I never had the sex talk with my parents.
And you know what? I’m okay with that. I definitely don’t feel like I missed out on any necessary coming of age rite of passage, or that I am worse off now. I’m also sure that my parents aren’t losing any sleep over the hour of awkwardness that I robbed from their child rearing experience. Actually, if anything, I think that it was for the best.
See, part of the reason that my parents and I never had “the talk” is because I just never had any questions that I couldn’t find answers to for myself. I was fortunate to attend a public junior high and high school with a quality Sex Ed program. The teacher’s I had were always willing to answer any questions or stay after class to discuss anything with us that we didn’t feel comfortable speaking about in a room filled with our peers. (I also got to see Magic Johnson dressed up as a condom, but that was just a bonus). On top of that, I also had the luxury of growing up in an age when any information could be accessed via the internet and a few keystrokes.
I’ll be the first to admit that the internet is not always the best place to look up information about sex. For every true and reasonable statement about sex found through Google, there are two or three false statements to accompany it. It is definitely a bit overwhelming for a middle schooler who is just trying to satisfy a nagging curiosity. But the benefit to this wealth of information is that it teaches you to be a bit more skeptical about what you hear, and not just with things regarding sex either. With so much information available that insists on contradicting itself, it just feeds your curiosity and makes you search harder for reputable sources. This acquired skill has proven to be beneficial to my academic pursuits and I definitely feel better equipped to handle a world that is filled with scam artists waiting to rob you blind at every turn.
If anything, I feel better informed about sex since my parents never talked to me about it. I never had to deal with any unintentional biases or well-intended but misinformed testimonials. For example, I know for a fact that neither of my parents have a decent understanding of BDSM and that any attempt to maintain an informative and ultimately fulfilling discussion with them would have not ended well. And despite the best efforts of my parents, I would have just been confused.
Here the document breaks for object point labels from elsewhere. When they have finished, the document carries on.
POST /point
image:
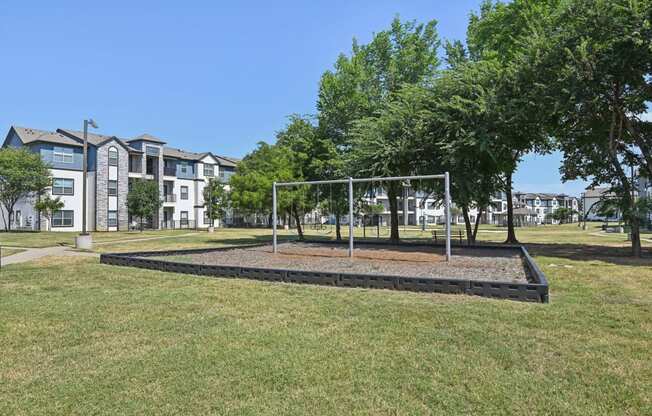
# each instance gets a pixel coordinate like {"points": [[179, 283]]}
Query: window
{"points": [[62, 155], [63, 218], [113, 156], [63, 186], [112, 219], [113, 188]]}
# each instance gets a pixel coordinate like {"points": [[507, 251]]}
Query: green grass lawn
{"points": [[54, 238], [80, 337], [4, 252]]}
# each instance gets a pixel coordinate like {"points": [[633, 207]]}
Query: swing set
{"points": [[350, 181]]}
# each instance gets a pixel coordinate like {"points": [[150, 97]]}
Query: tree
{"points": [[143, 200], [387, 145], [46, 206], [364, 83], [216, 200], [503, 34], [596, 70], [459, 137], [563, 215], [251, 186], [22, 174]]}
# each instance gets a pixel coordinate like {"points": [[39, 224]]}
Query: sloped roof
{"points": [[96, 139], [182, 154], [146, 137], [28, 135], [75, 138], [226, 161]]}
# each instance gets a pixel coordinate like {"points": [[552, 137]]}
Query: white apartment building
{"points": [[113, 164]]}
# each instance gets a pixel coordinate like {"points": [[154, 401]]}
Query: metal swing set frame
{"points": [[351, 181]]}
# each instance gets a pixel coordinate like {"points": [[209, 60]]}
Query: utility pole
{"points": [[85, 240]]}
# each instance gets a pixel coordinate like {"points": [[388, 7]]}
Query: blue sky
{"points": [[203, 75]]}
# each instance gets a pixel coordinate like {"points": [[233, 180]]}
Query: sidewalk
{"points": [[36, 253]]}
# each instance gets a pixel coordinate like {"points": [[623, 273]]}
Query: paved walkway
{"points": [[36, 253]]}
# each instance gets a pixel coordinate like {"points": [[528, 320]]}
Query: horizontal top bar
{"points": [[356, 180]]}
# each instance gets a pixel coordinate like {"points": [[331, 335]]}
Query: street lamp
{"points": [[85, 240]]}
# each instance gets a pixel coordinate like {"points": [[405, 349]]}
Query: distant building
{"points": [[113, 164]]}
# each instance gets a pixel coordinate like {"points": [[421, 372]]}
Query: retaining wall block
{"points": [[367, 281], [263, 274], [219, 271], [317, 278], [416, 284], [514, 291]]}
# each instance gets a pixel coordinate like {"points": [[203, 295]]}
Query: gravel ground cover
{"points": [[428, 262]]}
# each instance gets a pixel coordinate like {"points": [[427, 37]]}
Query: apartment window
{"points": [[112, 219], [63, 186], [62, 155], [63, 218], [113, 156], [113, 188]]}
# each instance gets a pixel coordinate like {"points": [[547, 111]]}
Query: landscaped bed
{"points": [[407, 261], [491, 271]]}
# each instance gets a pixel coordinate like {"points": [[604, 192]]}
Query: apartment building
{"points": [[542, 205], [113, 164]]}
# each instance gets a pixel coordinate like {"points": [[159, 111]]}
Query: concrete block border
{"points": [[536, 290]]}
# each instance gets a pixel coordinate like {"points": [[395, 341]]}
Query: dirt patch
{"points": [[428, 262]]}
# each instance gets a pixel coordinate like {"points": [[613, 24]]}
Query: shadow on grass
{"points": [[586, 252]]}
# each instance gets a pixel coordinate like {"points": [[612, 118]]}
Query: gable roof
{"points": [[28, 135], [181, 154], [96, 139], [147, 138], [226, 161], [76, 138]]}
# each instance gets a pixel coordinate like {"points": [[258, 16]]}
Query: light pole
{"points": [[85, 240]]}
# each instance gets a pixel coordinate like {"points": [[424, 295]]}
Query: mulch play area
{"points": [[409, 261]]}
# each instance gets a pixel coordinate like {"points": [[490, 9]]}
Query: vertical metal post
{"points": [[85, 173], [447, 202], [350, 217], [274, 216]]}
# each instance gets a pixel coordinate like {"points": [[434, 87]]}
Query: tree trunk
{"points": [[393, 213], [297, 218], [467, 224], [477, 225], [511, 233], [338, 229], [636, 237]]}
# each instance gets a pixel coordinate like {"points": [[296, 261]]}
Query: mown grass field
{"points": [[4, 252], [78, 337]]}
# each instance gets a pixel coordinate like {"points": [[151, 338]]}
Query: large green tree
{"points": [[23, 174], [363, 87], [216, 200], [597, 74], [143, 200], [501, 34], [460, 135], [47, 206]]}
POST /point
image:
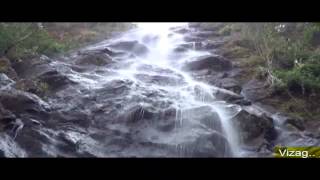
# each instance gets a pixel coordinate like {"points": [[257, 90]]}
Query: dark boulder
{"points": [[253, 124], [296, 122], [5, 80], [211, 145], [132, 46], [255, 90], [55, 79], [216, 63], [204, 115], [226, 95], [30, 68], [6, 67], [95, 59], [22, 102], [160, 79]]}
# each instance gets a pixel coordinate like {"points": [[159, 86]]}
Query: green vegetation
{"points": [[289, 52], [20, 40], [284, 55]]}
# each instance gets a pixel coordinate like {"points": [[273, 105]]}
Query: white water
{"points": [[190, 94]]}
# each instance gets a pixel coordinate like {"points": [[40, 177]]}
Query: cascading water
{"points": [[184, 92]]}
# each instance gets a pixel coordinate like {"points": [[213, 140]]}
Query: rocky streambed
{"points": [[143, 93]]}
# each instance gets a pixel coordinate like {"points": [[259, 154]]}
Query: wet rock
{"points": [[160, 79], [4, 80], [6, 67], [95, 59], [297, 123], [32, 141], [253, 124], [132, 46], [211, 145], [6, 117], [22, 102], [209, 45], [226, 95], [180, 49], [205, 34], [193, 39], [166, 120], [204, 115], [150, 39], [226, 83], [77, 117], [55, 79], [255, 90], [181, 30], [216, 63], [137, 113], [31, 68]]}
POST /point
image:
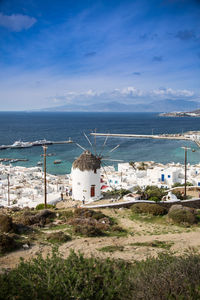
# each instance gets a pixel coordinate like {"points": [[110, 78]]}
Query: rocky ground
{"points": [[119, 233]]}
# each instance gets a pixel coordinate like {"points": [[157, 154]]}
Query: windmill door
{"points": [[92, 191]]}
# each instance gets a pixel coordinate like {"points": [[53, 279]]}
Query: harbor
{"points": [[144, 136], [188, 136], [20, 144]]}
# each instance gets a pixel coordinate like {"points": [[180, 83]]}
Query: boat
{"points": [[19, 144], [58, 161], [41, 142]]}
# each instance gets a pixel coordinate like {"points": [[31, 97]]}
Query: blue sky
{"points": [[62, 52]]}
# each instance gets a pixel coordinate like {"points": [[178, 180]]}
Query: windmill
{"points": [[86, 175]]}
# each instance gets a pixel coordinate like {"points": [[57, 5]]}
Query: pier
{"points": [[146, 136], [22, 145]]}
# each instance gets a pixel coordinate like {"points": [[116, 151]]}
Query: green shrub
{"points": [[183, 216], [67, 214], [154, 191], [165, 277], [154, 198], [88, 230], [42, 206], [177, 184], [6, 224], [58, 237], [8, 243], [148, 208], [111, 248]]}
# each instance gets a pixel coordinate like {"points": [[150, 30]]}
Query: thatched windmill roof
{"points": [[86, 162]]}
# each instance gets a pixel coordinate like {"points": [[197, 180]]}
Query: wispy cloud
{"points": [[137, 73], [16, 22], [157, 58], [124, 95], [185, 35]]}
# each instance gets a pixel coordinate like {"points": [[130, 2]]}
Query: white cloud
{"points": [[164, 92], [127, 95], [16, 22]]}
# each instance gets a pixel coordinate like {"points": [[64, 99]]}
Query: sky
{"points": [[63, 52]]}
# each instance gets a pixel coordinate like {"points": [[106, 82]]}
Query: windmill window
{"points": [[92, 191]]}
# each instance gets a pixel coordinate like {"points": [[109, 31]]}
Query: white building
{"points": [[86, 178]]}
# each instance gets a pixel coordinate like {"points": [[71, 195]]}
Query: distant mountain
{"points": [[166, 105]]}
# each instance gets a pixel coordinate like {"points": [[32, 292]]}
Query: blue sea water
{"points": [[31, 126]]}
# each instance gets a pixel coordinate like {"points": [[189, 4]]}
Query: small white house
{"points": [[86, 178]]}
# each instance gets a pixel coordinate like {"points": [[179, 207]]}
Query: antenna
{"points": [[102, 148], [114, 148], [107, 177], [88, 140], [81, 147], [95, 145]]}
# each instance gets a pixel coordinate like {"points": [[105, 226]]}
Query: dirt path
{"points": [[181, 242], [181, 239]]}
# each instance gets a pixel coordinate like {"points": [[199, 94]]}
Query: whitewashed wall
{"points": [[82, 182]]}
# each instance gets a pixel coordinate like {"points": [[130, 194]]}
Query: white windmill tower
{"points": [[86, 176]]}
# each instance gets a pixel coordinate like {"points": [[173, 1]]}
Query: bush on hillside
{"points": [[42, 206], [183, 216], [6, 224], [165, 277], [154, 191], [88, 230], [177, 184], [58, 237], [148, 208], [8, 243], [42, 218]]}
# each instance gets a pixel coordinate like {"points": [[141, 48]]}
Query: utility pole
{"points": [[8, 177], [45, 175], [185, 190]]}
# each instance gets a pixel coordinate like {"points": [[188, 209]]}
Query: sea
{"points": [[60, 126]]}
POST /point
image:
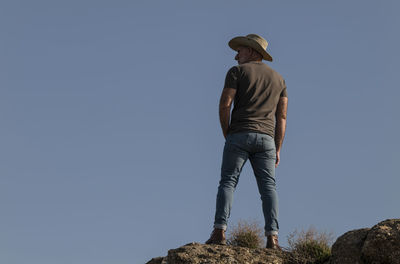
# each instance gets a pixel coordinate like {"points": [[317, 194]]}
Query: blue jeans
{"points": [[260, 150]]}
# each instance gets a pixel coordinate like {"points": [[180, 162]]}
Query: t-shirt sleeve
{"points": [[231, 79], [284, 92]]}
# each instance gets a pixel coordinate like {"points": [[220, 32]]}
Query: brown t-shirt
{"points": [[258, 89]]}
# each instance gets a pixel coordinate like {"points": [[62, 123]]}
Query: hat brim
{"points": [[235, 43]]}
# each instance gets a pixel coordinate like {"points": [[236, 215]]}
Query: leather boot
{"points": [[272, 242], [217, 237]]}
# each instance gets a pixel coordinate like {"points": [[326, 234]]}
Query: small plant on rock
{"points": [[310, 246], [246, 234]]}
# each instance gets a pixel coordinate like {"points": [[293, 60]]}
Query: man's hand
{"points": [[225, 103], [280, 128]]}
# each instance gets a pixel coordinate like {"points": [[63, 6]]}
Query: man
{"points": [[255, 132]]}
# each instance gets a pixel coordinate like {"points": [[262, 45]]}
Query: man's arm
{"points": [[225, 103], [280, 128]]}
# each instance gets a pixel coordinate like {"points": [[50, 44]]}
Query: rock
{"points": [[377, 245], [195, 253], [347, 248], [382, 245]]}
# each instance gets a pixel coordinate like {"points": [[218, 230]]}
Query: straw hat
{"points": [[253, 41]]}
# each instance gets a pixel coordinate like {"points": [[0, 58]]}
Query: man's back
{"points": [[258, 89]]}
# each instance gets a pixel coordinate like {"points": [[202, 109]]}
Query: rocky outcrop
{"points": [[377, 245], [195, 253]]}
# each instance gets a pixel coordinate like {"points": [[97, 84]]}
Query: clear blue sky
{"points": [[110, 144]]}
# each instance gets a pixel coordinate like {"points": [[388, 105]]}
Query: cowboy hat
{"points": [[253, 41]]}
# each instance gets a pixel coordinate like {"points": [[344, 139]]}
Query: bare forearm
{"points": [[280, 130], [224, 116]]}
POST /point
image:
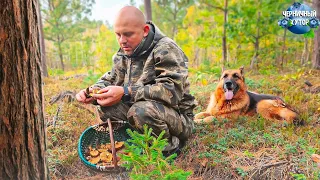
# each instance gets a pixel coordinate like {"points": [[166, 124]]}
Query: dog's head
{"points": [[232, 81]]}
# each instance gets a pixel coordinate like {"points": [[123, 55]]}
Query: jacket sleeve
{"points": [[109, 77], [171, 73]]}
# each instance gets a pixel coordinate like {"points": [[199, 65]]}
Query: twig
{"points": [[55, 118]]}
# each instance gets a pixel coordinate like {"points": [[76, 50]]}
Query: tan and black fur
{"points": [[232, 99]]}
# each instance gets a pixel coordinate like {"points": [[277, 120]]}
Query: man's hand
{"points": [[81, 96], [109, 96]]}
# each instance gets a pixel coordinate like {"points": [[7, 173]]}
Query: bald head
{"points": [[130, 15], [130, 28]]}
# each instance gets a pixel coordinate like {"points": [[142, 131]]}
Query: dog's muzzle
{"points": [[230, 88]]}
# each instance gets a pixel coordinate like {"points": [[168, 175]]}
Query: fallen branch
{"points": [[65, 94]]}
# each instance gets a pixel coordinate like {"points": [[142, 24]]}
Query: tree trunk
{"points": [[316, 47], [42, 46], [224, 37], [147, 7], [60, 55], [22, 133], [305, 51], [283, 47], [256, 44]]}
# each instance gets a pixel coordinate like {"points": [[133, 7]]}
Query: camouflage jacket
{"points": [[157, 71]]}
My point is the big sex talk with your child is not really as important as people make it out to be. I’m not suffering from any negative repercussions from not having the experience. I am neither scared nor intimidated by sex nor am I a raging sexaholic. Now, I’m not saying that it isn’t important for you to discuss sex with your child, and if they come to you with questions, you should definitely do your best to answer them. But “the talk” just may not be as important as you think. And it’s definitely not something to get completely worked up over.